Kawasaki disease (KD) is an acute febrile illness and systemic vasculitis of unknown etiology that predominantly affects young children, causes coronary artery abnormalities and aneurysms and could potentially result in long-term cardiovascular sequelae and even death. While intravenous immunoglobulin (IVIG) treatment lowers the risk of developing coronary artery aneurysms to 5%, up to 20% of KD patients are IVIG-resistant and are at greater risk for coronary artery aneurysms. Therefore, discovery of more effective treatments to prevent the cardiovascular complications of KD vasculitis is a high priority in pediatric and cardiovascular research. The Noval Rivas Laboratory uses the Lactobacillus casei cell wall extract (LCWE) mouse model of KD vasculitis, which closely reproduces the important histologic as well as pathologic features of the human disease, to further decipher the innate and adaptive immune responses involved in KD development. For more information, see Kawasaki disease: pathophysiology and insights from mouse models.

The intestinal microbiome is an integral part of our physiology. Intestinal dysbiosis influences the development of a number of immunological and non-immunological disorders, including cardiovascular diseases. The Noval Rivas Laboratory is investigating how the intestinal microbiome influences KD development and pathology. We recently discovered that intestinal permeability and dysregulated mucosal immune responses play a key role in the development of coronary arteritis and aneurysm formation in the LCWE murine model of KD vasculitis. For more information, see Intestinal permeability and IgA provoke immune vasculitis linked to cardiovascular inflammation.

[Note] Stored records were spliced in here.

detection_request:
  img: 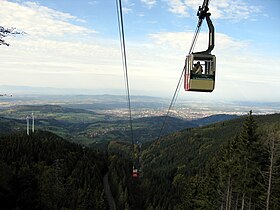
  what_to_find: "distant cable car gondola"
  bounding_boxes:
[184,0,216,92]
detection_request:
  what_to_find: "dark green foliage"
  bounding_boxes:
[114,112,280,210]
[0,131,107,209]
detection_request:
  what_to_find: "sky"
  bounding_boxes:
[0,0,280,102]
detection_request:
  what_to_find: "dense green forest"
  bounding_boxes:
[0,131,107,209]
[106,112,280,210]
[0,112,280,210]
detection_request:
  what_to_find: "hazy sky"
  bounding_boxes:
[0,0,280,101]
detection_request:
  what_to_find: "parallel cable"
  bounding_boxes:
[116,0,134,149]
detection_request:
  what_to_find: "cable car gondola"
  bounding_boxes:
[184,0,216,92]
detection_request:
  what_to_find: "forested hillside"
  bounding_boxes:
[111,112,280,210]
[0,131,107,210]
[0,112,280,210]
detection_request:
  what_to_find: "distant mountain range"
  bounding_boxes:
[0,105,241,144]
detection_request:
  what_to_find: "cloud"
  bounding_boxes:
[167,0,261,21]
[147,32,280,101]
[141,0,157,8]
[0,0,95,37]
[167,0,188,16]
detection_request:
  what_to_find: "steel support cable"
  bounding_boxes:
[157,22,201,140]
[116,0,134,150]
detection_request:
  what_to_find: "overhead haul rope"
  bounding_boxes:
[116,0,134,149]
[157,20,202,140]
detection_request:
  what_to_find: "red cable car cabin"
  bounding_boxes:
[184,53,216,92]
[132,169,139,178]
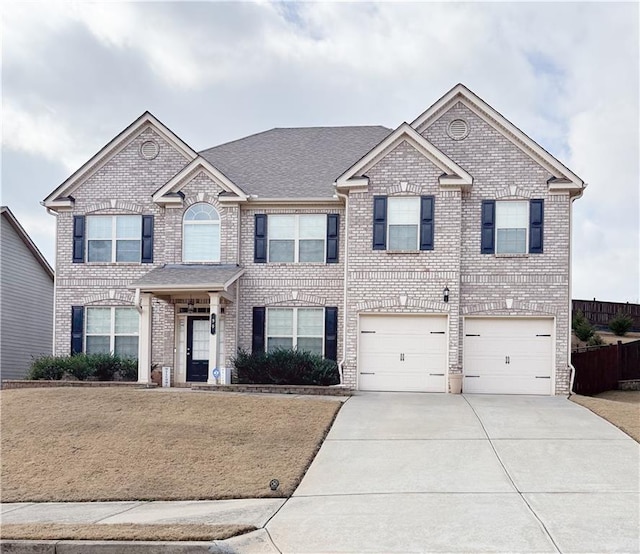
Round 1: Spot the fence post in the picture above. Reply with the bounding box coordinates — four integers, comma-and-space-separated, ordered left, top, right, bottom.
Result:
616, 340, 624, 382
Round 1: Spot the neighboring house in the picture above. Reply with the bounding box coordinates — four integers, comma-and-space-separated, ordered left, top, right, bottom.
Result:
43, 85, 585, 394
0, 206, 53, 379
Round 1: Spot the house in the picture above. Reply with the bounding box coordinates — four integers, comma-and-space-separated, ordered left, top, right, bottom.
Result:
0, 206, 53, 379
43, 84, 585, 394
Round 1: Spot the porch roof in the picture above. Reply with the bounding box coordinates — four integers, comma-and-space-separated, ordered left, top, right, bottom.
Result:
129, 264, 244, 292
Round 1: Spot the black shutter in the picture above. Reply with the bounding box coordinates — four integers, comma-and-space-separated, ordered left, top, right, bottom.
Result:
73, 215, 84, 264
373, 196, 387, 250
71, 306, 84, 356
251, 308, 266, 354
141, 215, 153, 264
529, 200, 544, 254
253, 214, 267, 264
480, 200, 496, 254
324, 307, 338, 361
327, 214, 340, 264
420, 196, 434, 250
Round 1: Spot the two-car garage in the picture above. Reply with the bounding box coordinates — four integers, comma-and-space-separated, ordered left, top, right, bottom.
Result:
358, 314, 555, 395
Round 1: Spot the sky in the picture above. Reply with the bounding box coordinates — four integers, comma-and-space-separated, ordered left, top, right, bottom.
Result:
0, 1, 640, 303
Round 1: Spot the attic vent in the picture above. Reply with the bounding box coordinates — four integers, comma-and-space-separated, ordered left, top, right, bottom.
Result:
448, 119, 469, 140
140, 140, 160, 160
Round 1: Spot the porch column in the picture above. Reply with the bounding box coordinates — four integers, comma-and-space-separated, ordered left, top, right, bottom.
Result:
207, 292, 224, 385
138, 293, 152, 385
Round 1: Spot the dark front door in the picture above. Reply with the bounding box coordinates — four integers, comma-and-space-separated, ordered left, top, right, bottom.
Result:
187, 316, 210, 381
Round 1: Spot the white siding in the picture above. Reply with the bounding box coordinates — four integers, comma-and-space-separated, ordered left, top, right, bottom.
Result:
0, 214, 53, 379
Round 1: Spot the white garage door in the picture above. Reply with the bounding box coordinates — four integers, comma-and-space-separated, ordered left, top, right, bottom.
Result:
462, 318, 553, 394
358, 315, 447, 392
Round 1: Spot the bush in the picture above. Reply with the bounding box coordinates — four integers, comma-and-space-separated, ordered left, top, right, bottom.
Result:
609, 312, 633, 337
571, 311, 596, 342
27, 356, 69, 380
233, 349, 340, 386
587, 333, 604, 346
27, 354, 138, 381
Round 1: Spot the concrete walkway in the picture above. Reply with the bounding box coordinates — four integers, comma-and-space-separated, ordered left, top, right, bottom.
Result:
267, 393, 640, 553
2, 393, 640, 554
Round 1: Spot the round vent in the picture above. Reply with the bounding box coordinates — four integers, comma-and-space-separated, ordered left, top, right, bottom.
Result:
140, 140, 160, 160
448, 119, 469, 140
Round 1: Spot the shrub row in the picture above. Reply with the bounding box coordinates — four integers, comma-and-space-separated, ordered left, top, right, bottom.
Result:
27, 354, 138, 381
233, 349, 340, 386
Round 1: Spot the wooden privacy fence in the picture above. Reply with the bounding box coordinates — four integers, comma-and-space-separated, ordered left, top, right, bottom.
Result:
571, 340, 640, 396
571, 298, 640, 330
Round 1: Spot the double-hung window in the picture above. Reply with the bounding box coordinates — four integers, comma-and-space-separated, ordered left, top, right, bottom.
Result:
496, 201, 529, 254
182, 202, 220, 262
87, 215, 142, 262
387, 198, 420, 250
480, 198, 544, 255
84, 307, 140, 358
373, 196, 435, 252
266, 308, 324, 355
268, 214, 327, 262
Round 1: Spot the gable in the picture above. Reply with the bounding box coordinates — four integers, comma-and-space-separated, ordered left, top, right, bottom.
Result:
0, 206, 53, 280
42, 112, 197, 210
152, 156, 248, 205
336, 123, 473, 189
411, 84, 585, 194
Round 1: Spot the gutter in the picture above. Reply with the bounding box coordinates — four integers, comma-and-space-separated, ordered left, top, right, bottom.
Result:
336, 189, 349, 386
568, 183, 587, 398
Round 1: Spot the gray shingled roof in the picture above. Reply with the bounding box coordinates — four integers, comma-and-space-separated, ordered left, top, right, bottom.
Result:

The abrupt increase in food allergy incidence implicates environmental factors in disease pathogenesis and correlates with societal and lifestyle changes over the last decades. Allergy to innocuous food antigens reflects a breakdown in oral tolerance, which is enforced by food-allergen specific regulatory T cells (T_Regs). However, mechanisms involved in oral tolerance breakdown are still not completely understood. By using Il4raF709 transgenic mice, characterized by enhanced oral allergic sensitization and heightened Th2 immune responses, the Noval Rivas Lab has demonstrated that food allergy is associated with a defective induction of allergen-specific T_Regs. Moreover, T_Regs from both allergic mice and food allergic patients exhibit decreased suppressive activities due to a Th2-like pathogenic reprograming characterized by elevated GATA3 and IRF4 expression and increased IL-4 production. Food allergic Il4raF709 mice also exhibit a dysbiotic commensal microbiota and oral tolerance can be transferred by fecal transplantation of microbiota from non-allergic mice. We are currently pursuing studies in order to decipher further the host-microbiota interactions involved in food allergy development in the aim to identify fundamental immunological and microbial mechanisms involved in oral tolerance breakdown and food allergy pathogenesis. For more information, please see A microbiota signature associated with experimental food allergy promotes allergic sensitization and anaphylaxis and Regulatory T cell reprogramming toward a Th2-cell-like lineage impairs oral tolerance and promotes food allergy.